We have n jobs, where every job is scheduled to be done from startTime[i] to endTime[i], obtaining a profit of profit[i].

You're given the startTime , endTime and profit arrays, you need to output the maximum profit you can take such that there are no 2 jobs in the subset with overlapping time range.

If you choose a job that ends at time x you will be able to start another job that starts at time x.

Example 1:

Input: startTime = [1,2,3,3], endTime = [3,4,5,6], profit = [50,10,40,70]

Output: 120

Explanation: The subset chosen is the first and fourth job.

Time range [1-3]+[3-6] , we get profit of 120 = 50 + 70.

Example 2:

Input: startTime = [1,2,3,4,6], endTime = [3,5,10,6,9], profit = [20,20,100,70,60]

Output: 150

Explanation: The subset chosen is the first, fourth and fifth job.

Profit obtained 150 = 20 + 70 + 60.

Example 3:

Input: startTime = [1,1,1], endTime = [2,3,4], profit = [5,6,4]

Output: 6

Before we get into the solving this problem, let's consider a simpler version of this problem. Let's suppose that the profit for all jobs are equal. Essentially, what this means is that completing as much jobs as possible will be our optimal solution (it really doesn't matter what job you take as long as it is a job). Doesn't this sound familiar? Bingo! This sounds like a greedy algorithm type of problem.

Our greedy algorithm template:

Consider jobs is some order
Take each job if it doesn't conflict with the ones already taken

The key here is to determine the order we want to consider the jobs. Some orders we can consider...

Shortest Interval: ascending order of (finish - start) times
Fewest Conflicts: ascending order of Ci, where Ci is the number of remaining jobs that conflict with job i
Earliest Start Time (EST): ascending order of start times
Earliest Finish Time (EFT): ascending order of finish times

Let's consider each ordering and try to think of some counterexamples for them (i.e., why the order doesn't work).

Shortest Interval

shortest interval.PNG

Fewest Conflicts

fewest conflict.PNG

Earliest Start Time

The blue bar indicates the job that the greedy algorithm will choose and for all the three cases, the solution is not optimal.

Finalizing our greedy algorithm with EFT

Sort jobs in ascending order of finishing times
When deciding whether job i should be included, check whether it conflicts with all previously added jobs by checking if start time of job i >= finish time of job i - 1
If it doesn't conflict, then we can add it

Now, let's try to apply this greedy algorithm to our problem of maximizing profits in job scheduling when profits for each job are not the same. You'll realize that it will fail miserably. This is because now, not only is the number of jobs important, but also how much profit you make from the job.
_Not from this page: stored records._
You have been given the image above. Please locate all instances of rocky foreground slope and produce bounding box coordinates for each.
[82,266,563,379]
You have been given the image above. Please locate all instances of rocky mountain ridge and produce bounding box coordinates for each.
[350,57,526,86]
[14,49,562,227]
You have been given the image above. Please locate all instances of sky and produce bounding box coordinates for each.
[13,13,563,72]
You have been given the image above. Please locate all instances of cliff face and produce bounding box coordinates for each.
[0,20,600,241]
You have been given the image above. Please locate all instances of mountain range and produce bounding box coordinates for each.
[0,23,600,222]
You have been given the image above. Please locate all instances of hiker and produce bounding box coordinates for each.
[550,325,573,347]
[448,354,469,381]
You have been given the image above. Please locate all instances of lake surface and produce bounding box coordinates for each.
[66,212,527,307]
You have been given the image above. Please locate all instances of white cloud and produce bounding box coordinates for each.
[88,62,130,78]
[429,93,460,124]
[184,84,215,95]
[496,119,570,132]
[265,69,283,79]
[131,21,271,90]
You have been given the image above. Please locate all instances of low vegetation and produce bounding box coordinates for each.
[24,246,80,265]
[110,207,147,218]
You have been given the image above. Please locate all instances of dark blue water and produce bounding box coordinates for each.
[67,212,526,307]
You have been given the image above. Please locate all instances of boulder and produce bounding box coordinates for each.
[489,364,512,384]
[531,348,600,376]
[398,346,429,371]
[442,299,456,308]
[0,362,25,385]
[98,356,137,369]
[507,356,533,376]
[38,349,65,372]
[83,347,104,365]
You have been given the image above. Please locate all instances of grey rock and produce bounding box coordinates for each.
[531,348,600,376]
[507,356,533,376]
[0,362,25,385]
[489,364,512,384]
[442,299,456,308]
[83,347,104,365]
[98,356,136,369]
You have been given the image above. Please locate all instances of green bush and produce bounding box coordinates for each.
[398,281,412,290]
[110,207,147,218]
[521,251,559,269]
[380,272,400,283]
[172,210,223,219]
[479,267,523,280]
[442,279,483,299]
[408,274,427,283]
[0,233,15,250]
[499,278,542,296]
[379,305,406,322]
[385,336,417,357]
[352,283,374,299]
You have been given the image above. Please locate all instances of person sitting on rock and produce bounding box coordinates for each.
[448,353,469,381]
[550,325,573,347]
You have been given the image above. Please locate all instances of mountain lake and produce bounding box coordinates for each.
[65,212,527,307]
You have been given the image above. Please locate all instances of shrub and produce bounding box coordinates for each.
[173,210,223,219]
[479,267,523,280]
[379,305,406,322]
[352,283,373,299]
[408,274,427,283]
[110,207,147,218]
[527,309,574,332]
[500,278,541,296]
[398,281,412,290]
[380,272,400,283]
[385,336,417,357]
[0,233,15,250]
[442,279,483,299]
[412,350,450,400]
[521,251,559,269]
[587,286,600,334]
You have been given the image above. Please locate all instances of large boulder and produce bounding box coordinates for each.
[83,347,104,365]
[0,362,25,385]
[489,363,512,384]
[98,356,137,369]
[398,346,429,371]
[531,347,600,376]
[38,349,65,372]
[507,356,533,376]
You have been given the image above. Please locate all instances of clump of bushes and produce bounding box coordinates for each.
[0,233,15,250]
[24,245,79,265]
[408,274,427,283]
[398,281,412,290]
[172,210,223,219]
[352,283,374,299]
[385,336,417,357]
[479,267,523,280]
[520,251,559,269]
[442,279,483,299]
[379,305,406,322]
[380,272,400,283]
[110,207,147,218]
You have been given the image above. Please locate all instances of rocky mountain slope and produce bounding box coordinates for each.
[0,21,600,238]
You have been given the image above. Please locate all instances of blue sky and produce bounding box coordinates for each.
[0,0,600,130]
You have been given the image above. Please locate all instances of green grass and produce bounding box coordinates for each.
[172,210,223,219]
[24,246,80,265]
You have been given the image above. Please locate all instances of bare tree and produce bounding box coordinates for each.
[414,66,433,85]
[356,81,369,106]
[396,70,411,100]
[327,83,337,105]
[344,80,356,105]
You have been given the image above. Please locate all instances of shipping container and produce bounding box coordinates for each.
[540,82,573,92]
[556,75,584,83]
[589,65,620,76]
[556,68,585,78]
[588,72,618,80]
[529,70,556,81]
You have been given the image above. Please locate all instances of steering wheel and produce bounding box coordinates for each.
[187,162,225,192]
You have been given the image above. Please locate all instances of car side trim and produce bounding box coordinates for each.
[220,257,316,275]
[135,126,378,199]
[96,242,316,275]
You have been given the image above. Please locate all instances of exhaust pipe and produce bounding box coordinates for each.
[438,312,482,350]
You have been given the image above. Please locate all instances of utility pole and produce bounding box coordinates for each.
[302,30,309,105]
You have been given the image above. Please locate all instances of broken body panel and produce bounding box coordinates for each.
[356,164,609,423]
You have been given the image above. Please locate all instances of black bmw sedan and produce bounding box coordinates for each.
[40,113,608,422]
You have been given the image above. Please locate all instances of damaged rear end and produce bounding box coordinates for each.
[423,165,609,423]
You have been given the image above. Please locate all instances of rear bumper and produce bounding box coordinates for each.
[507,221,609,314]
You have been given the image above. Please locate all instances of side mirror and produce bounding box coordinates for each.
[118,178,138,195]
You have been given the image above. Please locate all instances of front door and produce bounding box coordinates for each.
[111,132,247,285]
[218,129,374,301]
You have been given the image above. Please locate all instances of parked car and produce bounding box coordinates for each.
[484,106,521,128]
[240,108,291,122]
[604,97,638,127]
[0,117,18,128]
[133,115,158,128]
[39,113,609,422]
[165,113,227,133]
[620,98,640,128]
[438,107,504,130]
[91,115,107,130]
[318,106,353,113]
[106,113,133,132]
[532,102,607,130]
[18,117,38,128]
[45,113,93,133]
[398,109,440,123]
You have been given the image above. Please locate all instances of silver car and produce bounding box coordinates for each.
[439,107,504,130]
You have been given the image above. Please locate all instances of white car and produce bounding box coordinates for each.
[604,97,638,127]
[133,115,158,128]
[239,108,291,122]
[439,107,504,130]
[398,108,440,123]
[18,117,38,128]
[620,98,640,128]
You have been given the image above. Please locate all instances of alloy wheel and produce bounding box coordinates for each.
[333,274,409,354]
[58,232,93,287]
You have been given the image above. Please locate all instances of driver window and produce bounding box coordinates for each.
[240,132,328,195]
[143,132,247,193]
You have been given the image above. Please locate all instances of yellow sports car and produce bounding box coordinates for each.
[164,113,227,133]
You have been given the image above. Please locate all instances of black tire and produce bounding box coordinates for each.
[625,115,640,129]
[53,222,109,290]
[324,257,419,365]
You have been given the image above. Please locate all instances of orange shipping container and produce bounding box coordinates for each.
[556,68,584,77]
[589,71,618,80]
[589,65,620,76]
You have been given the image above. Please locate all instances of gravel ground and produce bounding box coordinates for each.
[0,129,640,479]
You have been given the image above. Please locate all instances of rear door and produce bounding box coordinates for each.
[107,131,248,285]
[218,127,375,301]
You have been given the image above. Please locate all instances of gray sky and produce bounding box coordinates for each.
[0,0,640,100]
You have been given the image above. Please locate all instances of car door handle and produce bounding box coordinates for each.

Which makes this a weighted interval scheduling problem, where each job is weighed differently such that the job with a higher profit is weighed higher than the job with a lower profit.

So what did we take away from the simple unweighted interval scheduling problem? Some nice insights but most importantly, the ordering that matters to us.

When jobs are unweighted, we can simply sort jobs in ascending order of finishing times and add the job if it doesn't conflict with previously added jobs. But in the weighted version, we should add if it doesn't conflict with previously added jobs AND increases our current profit. In other words, we want to take the max of (current profit + job i's profit, current profit). Using this idea, let's try to implement this in Python.

First, let's create a job class such that each instance of a job has a start time, an end time and a profit.

class Job:
    def __init__(self, start, finish, profit):
        self.start = start
        self.finish = finish
        self.profit = profit

Next, from our input arrays, let's create job instances and sort them based on their ending times like so:

def solution(startTime, endTime, profit) -> int:
    jobs = []
    for i in range(len(profit)):
        jobs.append(Job(startTime[i], endTime[i], profit[i]))

    # sort jobs in increasing order of their finish times
    jobs.sort(key=lambda x: x.finish)

After that, doing our usual bottom-up approach:

    # initialize max profit table
    maxProfit = [0 for i in range(len(jobs))]

    maxProfit[0] = jobs[0].profit

    for i in range(1, len(jobs)):
        # find the index of last non-conflicting job with current job
        # j = -1 if no index could be found
        j = get_last_non_conflicting_job(jobs, i)

        # include the current job with its non-conflicting job
        profit = jobs[i].profit
        if j != -1:
            profit += maxProfit[j]

        # store the maximum profit by including or excluding the current job
        maxProfit[i] = max(profit, maxProfit[i-1])
    return maxProfit[len(jobs) - 1]

To get our last non-conflicting job, we can do a simple linear search.

def get_last_non_conflicting_job(jobs, n):
    for i in reversed(range(n)):
        if jobs[i].finish <= jobs[n].start:
            return i
    return -1  # if no non-conflicting job is found

Although, our linear search can be optimized further using a binary search instead.

def get_last_non_conflicting_job(jobs, n):
    low = 0
    high = n
    while low <= high:
        mid = (low + high) // 2
        if jobs[mid].finish <= jobs[n].start:
            if jobs[mid + 1].finish <= jobs[n].start:
                low = mid + 1
            else:
                return mid
        else:
            high = mid - 1

    return -1  # if no non-conflicting job is found

And we're done! I think the hardest part of this problem was realizing that ordering matters and determining the order in which we should iterate the jobs through, and that's why I focused on that. Besides that, it really is just another dynamic programming problem.